Local and State News

April 24, 2014

Heritage Center’s Civil War concert canceled by severe weather threat, exhibits ongoing

ENID, Okla. — Saturday’s Civil War-era concert at the Cherokee Strip Regional Heritage Center has been canceled because of concerns about inclement weather.

The concert, which would have been outside, was to have featured three bands, each playing a different style of music.

The museum said earlier this week a fife and drum band was traveling from eastern Oklahoma, while a local brass band and the folk music group Prairie County Avengers also was scheduled to play.

“Their practice for the Civil War concert hasn’t gone to waste because we will play a lot of the same tunes for the town social, all of the quicksteps and marches,” said Education Director Cody Jolliff. “The Prairie County Avengers and the brass band will perform at the Frontier Festival Town Social (in Enid) on May 17.”

More information about the town social will soon be available.

Museum staff and volunteers spent Wednesday morning teaching a Civil War program to schoolchildren. Jolliff led a squad of kids from Edmond in a marching drill and taught them what each bugle call meant.

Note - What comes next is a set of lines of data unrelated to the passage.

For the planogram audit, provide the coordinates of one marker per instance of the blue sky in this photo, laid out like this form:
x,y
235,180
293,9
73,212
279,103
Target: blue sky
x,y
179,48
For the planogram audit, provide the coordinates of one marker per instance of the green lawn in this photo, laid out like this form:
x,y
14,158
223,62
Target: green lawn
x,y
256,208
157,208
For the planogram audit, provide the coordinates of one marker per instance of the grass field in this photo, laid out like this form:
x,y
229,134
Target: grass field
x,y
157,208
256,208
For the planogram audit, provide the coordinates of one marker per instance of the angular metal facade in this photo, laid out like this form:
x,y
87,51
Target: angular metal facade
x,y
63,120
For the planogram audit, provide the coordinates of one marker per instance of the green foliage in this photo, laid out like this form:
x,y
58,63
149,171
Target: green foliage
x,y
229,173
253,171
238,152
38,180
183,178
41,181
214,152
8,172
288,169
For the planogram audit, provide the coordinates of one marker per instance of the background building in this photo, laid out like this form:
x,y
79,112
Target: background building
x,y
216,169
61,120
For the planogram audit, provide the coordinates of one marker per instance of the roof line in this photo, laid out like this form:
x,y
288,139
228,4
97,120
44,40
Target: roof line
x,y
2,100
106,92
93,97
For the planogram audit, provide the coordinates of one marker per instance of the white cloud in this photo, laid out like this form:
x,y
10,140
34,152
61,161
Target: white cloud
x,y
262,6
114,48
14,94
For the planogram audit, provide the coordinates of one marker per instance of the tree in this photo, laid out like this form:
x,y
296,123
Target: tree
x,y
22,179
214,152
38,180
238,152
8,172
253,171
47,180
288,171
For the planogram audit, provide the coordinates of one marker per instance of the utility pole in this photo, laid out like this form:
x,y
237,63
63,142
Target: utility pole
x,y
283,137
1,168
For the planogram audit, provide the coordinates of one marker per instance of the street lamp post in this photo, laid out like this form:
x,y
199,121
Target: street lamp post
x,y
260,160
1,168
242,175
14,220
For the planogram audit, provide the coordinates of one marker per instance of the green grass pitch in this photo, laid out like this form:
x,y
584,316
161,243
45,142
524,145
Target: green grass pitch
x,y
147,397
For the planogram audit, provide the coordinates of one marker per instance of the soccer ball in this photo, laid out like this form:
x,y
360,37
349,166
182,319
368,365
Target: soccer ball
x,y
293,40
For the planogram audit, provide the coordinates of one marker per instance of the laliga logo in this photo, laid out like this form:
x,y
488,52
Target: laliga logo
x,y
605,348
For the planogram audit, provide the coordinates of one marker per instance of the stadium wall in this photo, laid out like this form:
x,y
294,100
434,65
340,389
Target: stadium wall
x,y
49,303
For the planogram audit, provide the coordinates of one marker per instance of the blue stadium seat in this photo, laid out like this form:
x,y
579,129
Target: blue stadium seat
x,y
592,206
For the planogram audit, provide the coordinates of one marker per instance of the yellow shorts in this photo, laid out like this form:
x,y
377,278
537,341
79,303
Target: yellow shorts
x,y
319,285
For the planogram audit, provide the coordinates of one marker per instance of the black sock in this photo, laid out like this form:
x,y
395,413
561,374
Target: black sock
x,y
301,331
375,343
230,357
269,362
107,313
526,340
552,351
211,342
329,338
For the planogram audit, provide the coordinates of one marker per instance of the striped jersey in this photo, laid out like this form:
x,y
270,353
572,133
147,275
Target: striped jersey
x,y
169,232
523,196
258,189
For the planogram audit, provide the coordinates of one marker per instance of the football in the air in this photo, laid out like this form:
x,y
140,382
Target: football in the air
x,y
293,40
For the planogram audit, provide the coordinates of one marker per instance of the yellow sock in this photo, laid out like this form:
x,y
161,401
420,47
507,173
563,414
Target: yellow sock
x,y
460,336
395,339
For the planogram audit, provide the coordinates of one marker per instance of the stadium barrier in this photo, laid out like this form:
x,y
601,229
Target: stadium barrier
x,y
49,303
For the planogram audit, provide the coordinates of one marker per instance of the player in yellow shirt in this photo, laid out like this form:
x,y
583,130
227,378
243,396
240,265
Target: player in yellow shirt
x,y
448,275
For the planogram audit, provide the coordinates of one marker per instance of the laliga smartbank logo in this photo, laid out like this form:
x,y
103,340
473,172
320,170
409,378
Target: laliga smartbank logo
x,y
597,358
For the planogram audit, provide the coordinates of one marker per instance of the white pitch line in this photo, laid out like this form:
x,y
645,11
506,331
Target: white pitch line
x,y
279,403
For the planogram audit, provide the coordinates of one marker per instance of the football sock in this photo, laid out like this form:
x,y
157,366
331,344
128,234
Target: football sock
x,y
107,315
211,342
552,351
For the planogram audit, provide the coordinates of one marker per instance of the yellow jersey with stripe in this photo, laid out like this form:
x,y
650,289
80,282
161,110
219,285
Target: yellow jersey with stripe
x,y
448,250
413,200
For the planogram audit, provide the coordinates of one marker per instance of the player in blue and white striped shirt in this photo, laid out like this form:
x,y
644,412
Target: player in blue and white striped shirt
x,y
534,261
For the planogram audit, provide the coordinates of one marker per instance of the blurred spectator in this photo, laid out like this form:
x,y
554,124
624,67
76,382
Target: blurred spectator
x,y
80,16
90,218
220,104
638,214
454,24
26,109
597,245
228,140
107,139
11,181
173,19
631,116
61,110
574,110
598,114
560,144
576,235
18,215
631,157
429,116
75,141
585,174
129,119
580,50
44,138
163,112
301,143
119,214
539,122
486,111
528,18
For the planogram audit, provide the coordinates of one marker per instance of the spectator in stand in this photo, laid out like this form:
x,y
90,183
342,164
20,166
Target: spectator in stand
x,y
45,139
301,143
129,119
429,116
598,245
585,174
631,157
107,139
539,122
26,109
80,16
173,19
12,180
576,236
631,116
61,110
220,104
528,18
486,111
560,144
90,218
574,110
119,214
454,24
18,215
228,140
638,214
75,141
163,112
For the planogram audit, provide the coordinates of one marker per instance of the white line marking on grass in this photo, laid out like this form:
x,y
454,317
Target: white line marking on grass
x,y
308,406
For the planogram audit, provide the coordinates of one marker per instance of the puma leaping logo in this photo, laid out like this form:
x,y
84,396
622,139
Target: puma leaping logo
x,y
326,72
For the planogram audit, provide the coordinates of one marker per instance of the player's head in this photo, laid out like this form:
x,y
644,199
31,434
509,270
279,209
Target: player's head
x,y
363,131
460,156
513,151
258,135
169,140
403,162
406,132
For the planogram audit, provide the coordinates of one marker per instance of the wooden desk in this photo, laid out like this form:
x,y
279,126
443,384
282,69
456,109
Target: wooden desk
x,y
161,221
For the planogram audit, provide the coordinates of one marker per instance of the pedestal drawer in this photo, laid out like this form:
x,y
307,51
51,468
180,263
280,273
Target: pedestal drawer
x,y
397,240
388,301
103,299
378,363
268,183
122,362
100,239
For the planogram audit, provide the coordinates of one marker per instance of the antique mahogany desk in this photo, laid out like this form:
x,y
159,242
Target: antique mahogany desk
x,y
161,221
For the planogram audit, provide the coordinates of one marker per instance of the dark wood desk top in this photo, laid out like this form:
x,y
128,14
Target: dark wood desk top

He knows about the bugle calls — and the bands will be able to replicate 150-year-old performances — because sheet music still exists.

“We have manuals from that time, from the time of the Civil War,” Jolliff said.

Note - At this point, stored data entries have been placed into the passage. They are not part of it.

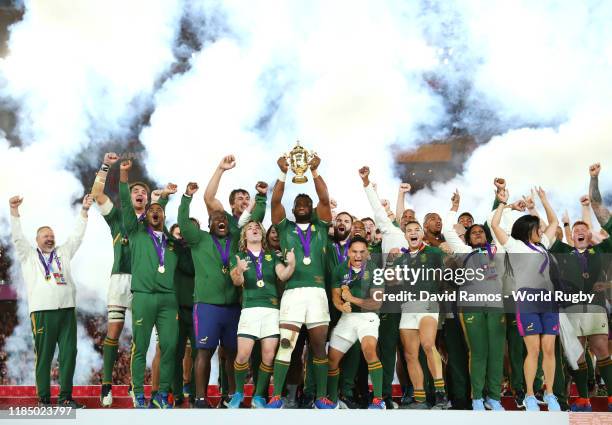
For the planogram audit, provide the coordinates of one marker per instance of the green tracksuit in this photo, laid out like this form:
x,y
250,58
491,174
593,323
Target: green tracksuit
x,y
51,328
154,299
184,284
121,265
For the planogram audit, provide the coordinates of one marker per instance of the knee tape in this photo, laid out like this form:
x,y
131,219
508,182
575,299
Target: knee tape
x,y
287,344
116,314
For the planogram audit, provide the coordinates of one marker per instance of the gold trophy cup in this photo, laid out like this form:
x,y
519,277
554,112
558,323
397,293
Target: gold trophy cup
x,y
299,161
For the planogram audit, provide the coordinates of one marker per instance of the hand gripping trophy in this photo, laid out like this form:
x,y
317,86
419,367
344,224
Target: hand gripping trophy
x,y
299,162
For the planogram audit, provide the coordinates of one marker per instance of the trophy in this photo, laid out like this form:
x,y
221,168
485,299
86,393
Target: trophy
x,y
299,161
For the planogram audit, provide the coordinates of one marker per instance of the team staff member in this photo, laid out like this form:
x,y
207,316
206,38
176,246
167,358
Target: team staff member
x,y
256,270
119,297
154,258
51,296
354,295
581,267
419,320
304,300
216,310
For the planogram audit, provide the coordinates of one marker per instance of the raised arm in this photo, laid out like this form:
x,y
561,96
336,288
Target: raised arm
x,y
97,190
212,203
284,272
567,230
553,223
400,205
500,234
601,212
74,241
130,221
324,205
278,211
191,233
22,248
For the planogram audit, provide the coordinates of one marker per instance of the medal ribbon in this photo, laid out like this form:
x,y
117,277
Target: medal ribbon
x,y
258,263
544,253
305,239
223,252
47,264
341,256
160,247
583,260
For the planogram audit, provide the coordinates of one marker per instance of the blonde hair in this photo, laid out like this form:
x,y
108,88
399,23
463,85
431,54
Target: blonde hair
x,y
242,244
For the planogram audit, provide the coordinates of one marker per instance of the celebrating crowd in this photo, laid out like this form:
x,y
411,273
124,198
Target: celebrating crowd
x,y
258,297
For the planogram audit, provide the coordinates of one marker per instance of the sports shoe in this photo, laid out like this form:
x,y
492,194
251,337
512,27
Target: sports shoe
x,y
347,403
441,401
519,398
224,402
418,405
325,403
290,403
581,405
275,402
106,395
186,390
494,405
139,401
160,400
478,404
44,402
201,403
236,400
258,402
531,404
377,403
553,404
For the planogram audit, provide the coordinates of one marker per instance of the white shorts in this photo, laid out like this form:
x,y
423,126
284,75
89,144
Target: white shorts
x,y
412,320
258,322
304,306
593,322
119,293
352,327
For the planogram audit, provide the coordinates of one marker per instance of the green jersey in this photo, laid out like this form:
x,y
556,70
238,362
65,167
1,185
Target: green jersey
x,y
145,263
580,271
258,213
213,284
305,275
184,279
264,294
121,249
359,281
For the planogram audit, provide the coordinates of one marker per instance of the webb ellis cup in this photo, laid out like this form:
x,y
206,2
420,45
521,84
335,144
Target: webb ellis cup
x,y
299,161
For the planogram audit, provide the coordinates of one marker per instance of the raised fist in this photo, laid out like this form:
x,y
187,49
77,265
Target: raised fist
x,y
499,183
126,165
261,188
227,163
87,201
283,164
110,158
405,188
585,200
15,201
192,187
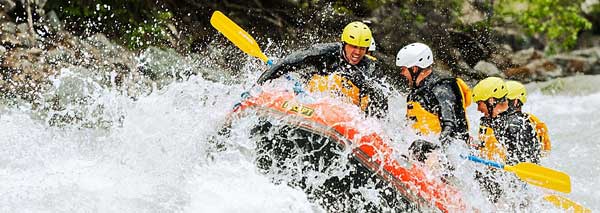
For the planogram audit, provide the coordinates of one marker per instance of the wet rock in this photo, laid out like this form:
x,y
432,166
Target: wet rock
x,y
573,85
487,69
523,57
537,70
53,21
573,64
7,5
470,14
22,28
9,28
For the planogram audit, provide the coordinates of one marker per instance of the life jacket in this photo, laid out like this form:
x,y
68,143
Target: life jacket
x,y
491,149
339,86
426,122
541,132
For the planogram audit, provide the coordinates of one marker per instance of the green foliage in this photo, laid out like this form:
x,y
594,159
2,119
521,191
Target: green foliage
x,y
558,21
135,23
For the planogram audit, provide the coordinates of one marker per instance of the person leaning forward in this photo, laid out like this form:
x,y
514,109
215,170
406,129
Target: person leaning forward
x,y
339,68
436,104
505,135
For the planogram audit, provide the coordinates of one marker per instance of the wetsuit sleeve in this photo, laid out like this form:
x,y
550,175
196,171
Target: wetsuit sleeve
x,y
451,114
311,56
378,102
521,143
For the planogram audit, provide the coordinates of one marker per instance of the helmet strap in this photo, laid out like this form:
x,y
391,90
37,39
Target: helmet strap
x,y
414,74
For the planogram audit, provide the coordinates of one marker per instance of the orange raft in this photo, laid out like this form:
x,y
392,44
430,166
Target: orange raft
x,y
345,124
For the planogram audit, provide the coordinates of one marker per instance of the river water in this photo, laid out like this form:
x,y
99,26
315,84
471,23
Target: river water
x,y
153,156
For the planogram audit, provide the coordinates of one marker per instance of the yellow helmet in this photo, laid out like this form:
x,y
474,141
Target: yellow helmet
x,y
516,90
488,88
357,34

While on the battlefield and while performing maneuvers, drums and bugles would be a primary means of communication. Turn left. March. Retreat. Fire.

The museum programs in April wrapped up this week. They were a part of the Abraham Lincoln exhibit currently on display. “Lincoln: The Constitution and the Civil War” is a traveling exhibition for libraries and was organized by the National Constitution Center and the American LIbrary Association Public Programs Office.

The free exhibit is on display until May 16.

CSRHC has localized and expanded the exhibit to include other activities like lectures and family days.

“We try to use the exhibits to their fullest when we have them. So we design our own education programs around the traveling exhibits,” Jolliff said. “We bring them in and talk about the things Lincoln was faced with during the time of war, and we also talk about daily life during the Civil War — a soldiers’ life and what it was like for them.”

Jolliff dressed out Wednesday in authentic clothing that would have been worn by a Union soldier during the war. He showed the students the equipment that would have been used 150 years ago.

“That way they can get a little glimpse of what life was like during the Civil War,” he said. “We try to somehow bring those elements to life.”

Jolliff said the Civil War is an exciting topic to discuss and teach because it was a seminal moment in American history. The war also separates historical discussions about the United States into two categories: Post-war and pre-war, also known as antebellum.

“Plus, many people who made the land run were Civil War veterans, or were alive during the Civil War,” Jolliff said.

The Civil War was over in 1865, fewer than 30 years before the Cherokee Outlet was thrown open to pioneers. If they weren’t direct participants, those who settled northwestern Oklahoma certainly experienced the upheaval of a civil war.

“In 1893, you have people who still remember it,” he said.